Tuesday, September 20, 2005

Dwelling on the obvious...

It's sometimes helpful to revisit old hurts, because sometimes in hindsight it's obvious how to think about them, whereas at the time emotions were strong and it wasn't obvious.

In the strange case of the bashed bike, the event that occurred, on which the story depends, was that a 14-year-old boy made a left turn at an inopportune moment. This was a mistake. In our culture, the way we deal with mistakes like this is to attempt to assign blame, and then force the guilty party to pay. But the question that pops into my mind now that I look at this in hindsight is: is that really the correct way to deal with a situation like this?

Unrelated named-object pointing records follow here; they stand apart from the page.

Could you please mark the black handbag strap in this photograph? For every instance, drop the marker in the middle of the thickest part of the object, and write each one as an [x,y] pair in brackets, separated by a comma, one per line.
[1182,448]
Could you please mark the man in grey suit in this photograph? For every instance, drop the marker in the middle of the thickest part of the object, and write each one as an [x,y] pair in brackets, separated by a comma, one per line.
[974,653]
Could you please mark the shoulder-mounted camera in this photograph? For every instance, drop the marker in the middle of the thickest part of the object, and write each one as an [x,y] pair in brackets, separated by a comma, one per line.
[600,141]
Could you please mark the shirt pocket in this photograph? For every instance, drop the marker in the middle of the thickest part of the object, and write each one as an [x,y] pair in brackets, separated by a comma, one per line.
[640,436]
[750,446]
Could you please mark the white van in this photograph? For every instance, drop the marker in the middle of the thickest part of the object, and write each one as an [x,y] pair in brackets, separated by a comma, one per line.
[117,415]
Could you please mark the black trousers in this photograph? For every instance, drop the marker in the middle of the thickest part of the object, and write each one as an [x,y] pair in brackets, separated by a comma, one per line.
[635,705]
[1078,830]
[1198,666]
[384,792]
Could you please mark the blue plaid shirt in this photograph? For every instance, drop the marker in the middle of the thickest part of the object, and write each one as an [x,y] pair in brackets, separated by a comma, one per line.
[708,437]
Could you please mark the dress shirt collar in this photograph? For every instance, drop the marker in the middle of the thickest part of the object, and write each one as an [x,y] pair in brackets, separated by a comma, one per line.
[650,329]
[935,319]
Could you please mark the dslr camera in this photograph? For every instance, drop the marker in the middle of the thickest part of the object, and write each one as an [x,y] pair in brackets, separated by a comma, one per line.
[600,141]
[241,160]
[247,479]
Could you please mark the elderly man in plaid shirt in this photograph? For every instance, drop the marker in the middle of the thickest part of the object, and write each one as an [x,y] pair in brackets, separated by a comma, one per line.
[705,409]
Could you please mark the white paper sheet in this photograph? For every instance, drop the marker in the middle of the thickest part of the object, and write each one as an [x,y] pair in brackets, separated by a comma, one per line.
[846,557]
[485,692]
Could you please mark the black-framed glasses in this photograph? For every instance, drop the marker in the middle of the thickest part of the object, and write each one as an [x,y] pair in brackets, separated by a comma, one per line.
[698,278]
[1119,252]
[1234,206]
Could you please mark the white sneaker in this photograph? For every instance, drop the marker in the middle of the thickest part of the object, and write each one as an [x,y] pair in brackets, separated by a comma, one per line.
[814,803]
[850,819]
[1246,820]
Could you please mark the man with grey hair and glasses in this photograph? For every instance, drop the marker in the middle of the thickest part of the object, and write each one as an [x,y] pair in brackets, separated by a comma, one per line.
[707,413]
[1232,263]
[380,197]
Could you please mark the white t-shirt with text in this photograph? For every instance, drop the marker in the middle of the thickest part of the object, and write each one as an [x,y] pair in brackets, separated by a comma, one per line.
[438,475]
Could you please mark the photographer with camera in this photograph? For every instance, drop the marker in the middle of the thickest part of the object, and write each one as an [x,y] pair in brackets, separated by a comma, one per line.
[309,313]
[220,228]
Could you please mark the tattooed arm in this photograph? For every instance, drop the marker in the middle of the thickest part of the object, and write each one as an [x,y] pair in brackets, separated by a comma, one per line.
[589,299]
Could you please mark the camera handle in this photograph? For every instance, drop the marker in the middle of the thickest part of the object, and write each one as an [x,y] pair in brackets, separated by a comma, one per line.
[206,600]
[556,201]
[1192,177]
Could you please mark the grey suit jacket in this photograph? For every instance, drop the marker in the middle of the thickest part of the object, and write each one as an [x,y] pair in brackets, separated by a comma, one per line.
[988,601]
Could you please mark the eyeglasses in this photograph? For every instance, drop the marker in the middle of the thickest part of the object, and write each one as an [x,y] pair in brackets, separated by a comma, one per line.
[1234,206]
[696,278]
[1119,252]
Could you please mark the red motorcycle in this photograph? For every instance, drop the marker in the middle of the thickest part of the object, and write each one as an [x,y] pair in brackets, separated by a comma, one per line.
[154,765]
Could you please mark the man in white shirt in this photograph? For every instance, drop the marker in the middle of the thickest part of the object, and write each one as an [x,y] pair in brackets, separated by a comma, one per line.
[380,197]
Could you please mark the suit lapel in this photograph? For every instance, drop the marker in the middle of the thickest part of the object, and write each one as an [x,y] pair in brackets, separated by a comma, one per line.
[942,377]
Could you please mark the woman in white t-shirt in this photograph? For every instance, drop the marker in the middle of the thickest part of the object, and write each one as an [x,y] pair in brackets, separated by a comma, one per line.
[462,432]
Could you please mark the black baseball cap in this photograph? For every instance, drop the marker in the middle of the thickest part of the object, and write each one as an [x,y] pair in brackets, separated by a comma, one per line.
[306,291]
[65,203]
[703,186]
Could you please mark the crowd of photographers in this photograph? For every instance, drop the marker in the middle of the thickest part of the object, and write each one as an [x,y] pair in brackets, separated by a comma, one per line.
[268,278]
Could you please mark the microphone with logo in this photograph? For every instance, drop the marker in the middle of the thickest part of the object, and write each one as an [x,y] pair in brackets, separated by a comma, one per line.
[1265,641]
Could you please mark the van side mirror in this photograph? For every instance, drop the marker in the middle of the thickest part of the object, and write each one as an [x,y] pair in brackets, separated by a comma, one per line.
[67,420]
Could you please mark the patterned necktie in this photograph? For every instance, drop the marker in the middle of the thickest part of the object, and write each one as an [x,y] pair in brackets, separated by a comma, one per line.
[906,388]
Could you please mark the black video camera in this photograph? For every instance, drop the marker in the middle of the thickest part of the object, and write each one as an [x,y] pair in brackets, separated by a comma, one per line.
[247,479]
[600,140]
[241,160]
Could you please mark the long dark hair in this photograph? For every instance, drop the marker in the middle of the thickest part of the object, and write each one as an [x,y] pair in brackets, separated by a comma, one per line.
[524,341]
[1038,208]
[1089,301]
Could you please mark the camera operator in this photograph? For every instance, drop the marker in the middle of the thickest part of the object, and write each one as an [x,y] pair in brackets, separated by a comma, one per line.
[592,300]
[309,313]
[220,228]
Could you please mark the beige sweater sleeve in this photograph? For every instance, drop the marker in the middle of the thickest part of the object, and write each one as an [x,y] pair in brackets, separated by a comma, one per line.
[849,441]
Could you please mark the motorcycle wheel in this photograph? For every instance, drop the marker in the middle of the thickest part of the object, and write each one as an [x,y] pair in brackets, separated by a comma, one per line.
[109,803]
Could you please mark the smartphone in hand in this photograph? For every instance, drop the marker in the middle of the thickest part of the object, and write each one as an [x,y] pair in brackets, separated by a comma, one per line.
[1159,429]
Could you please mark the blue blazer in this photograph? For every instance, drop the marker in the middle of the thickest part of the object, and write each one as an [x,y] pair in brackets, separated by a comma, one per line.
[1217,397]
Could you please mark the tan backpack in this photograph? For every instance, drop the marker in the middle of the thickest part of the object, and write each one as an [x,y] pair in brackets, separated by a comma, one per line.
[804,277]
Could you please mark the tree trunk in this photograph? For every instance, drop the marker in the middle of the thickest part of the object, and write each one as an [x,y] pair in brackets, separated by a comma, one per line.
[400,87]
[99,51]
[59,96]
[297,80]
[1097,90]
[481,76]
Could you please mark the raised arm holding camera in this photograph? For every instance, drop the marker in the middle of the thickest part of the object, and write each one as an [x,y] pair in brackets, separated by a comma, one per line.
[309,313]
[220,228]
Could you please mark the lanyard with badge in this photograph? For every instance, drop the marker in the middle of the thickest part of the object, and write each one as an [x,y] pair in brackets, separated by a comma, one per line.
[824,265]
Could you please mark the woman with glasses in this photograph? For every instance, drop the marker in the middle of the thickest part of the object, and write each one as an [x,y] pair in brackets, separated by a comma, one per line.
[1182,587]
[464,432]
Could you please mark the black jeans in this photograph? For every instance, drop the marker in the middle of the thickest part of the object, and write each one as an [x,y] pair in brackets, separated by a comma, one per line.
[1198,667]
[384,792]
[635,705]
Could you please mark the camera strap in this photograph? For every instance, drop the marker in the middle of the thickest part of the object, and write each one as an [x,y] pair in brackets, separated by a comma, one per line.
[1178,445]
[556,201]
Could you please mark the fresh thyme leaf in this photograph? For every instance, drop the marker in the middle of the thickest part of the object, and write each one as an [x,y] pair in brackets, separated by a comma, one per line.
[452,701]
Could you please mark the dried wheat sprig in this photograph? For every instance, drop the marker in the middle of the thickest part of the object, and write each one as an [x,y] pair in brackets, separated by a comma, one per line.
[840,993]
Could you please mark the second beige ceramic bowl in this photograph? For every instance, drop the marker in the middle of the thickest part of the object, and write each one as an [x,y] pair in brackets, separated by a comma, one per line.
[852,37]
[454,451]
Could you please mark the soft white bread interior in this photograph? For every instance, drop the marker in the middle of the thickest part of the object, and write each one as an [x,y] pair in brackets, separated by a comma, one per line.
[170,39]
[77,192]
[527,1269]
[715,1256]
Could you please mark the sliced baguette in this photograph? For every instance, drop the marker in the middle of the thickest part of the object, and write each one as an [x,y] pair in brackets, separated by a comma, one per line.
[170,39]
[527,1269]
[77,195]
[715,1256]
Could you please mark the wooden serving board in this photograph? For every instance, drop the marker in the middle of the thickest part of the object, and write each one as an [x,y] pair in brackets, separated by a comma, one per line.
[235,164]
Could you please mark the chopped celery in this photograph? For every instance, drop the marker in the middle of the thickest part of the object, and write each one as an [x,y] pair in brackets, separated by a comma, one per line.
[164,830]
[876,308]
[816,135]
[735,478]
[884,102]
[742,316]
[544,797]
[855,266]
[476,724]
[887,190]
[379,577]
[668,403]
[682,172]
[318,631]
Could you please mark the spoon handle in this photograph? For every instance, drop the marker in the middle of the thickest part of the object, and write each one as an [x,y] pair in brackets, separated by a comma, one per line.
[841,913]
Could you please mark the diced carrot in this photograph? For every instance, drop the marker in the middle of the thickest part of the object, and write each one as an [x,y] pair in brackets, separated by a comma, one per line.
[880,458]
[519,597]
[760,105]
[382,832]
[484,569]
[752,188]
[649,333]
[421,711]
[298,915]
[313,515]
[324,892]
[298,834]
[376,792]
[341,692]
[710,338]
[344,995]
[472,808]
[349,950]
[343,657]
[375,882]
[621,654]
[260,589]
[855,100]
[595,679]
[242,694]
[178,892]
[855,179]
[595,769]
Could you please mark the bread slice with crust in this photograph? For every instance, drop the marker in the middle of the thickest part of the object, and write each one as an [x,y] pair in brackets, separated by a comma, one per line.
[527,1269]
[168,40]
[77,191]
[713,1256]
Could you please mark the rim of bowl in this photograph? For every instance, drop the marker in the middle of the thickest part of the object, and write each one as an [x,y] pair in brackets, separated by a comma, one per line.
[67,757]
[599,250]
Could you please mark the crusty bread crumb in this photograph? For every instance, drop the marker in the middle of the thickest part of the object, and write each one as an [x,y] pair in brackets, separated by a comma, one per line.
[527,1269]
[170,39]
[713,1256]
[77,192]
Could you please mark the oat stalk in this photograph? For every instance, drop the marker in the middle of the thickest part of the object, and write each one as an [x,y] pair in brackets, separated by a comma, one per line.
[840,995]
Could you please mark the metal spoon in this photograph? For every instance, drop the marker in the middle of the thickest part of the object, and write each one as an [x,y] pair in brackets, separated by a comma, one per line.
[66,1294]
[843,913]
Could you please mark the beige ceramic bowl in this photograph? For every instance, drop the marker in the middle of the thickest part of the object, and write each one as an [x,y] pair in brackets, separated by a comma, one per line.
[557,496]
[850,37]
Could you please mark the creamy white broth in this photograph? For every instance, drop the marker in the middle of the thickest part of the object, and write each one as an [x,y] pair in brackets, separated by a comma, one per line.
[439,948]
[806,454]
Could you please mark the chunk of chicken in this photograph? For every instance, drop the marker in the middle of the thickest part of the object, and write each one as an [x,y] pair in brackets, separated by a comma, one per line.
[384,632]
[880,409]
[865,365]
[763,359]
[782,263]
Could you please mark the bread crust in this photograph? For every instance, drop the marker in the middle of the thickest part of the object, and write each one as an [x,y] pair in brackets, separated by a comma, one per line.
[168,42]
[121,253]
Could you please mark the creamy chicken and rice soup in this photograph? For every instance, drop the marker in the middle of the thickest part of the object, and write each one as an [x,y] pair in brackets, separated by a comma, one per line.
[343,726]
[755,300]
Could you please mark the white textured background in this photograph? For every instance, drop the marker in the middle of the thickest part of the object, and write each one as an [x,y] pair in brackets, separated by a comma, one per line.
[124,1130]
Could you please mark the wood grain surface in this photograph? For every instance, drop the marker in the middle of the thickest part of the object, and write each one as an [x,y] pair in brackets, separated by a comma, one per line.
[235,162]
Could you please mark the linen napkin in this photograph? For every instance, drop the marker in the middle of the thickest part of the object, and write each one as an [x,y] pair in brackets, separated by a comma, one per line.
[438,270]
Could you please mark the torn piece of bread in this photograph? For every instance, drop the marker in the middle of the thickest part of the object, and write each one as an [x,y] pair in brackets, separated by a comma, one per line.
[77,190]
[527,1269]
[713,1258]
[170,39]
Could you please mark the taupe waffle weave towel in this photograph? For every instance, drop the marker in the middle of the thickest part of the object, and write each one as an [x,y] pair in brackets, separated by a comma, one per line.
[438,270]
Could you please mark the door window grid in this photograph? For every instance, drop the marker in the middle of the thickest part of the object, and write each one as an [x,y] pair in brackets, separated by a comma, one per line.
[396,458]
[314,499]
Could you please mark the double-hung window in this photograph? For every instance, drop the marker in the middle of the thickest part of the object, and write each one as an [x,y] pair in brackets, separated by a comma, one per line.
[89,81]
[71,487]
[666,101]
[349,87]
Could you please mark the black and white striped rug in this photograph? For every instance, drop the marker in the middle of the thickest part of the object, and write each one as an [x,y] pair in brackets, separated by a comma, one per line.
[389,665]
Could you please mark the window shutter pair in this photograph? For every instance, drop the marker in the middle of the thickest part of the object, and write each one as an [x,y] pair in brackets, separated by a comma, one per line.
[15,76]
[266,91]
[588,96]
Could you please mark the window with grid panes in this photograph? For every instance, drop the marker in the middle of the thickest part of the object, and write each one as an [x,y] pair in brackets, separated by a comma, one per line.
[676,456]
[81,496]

If you stop thinking about English common law for a minute and just look at what happened, the situation isn't really ethically different from the situation where a boulder drops in front of my bike at an inopportune moment and causes the same damage. The kid didn't set out to trash my bike. So why is it his problem to repair it? I'm the idiot who owns the bike, after all. If I'd just been a little smarter and not owned a bike, there would have been no chance of my seeing the bike get trashed, either by a kid or a boulder.

Anyway, that's what popped into my head upon reflection on last night's posting. Your milage may, of course, vary.

3 Comments:

Blogger Mark said...

I still don't get the countersteering thing...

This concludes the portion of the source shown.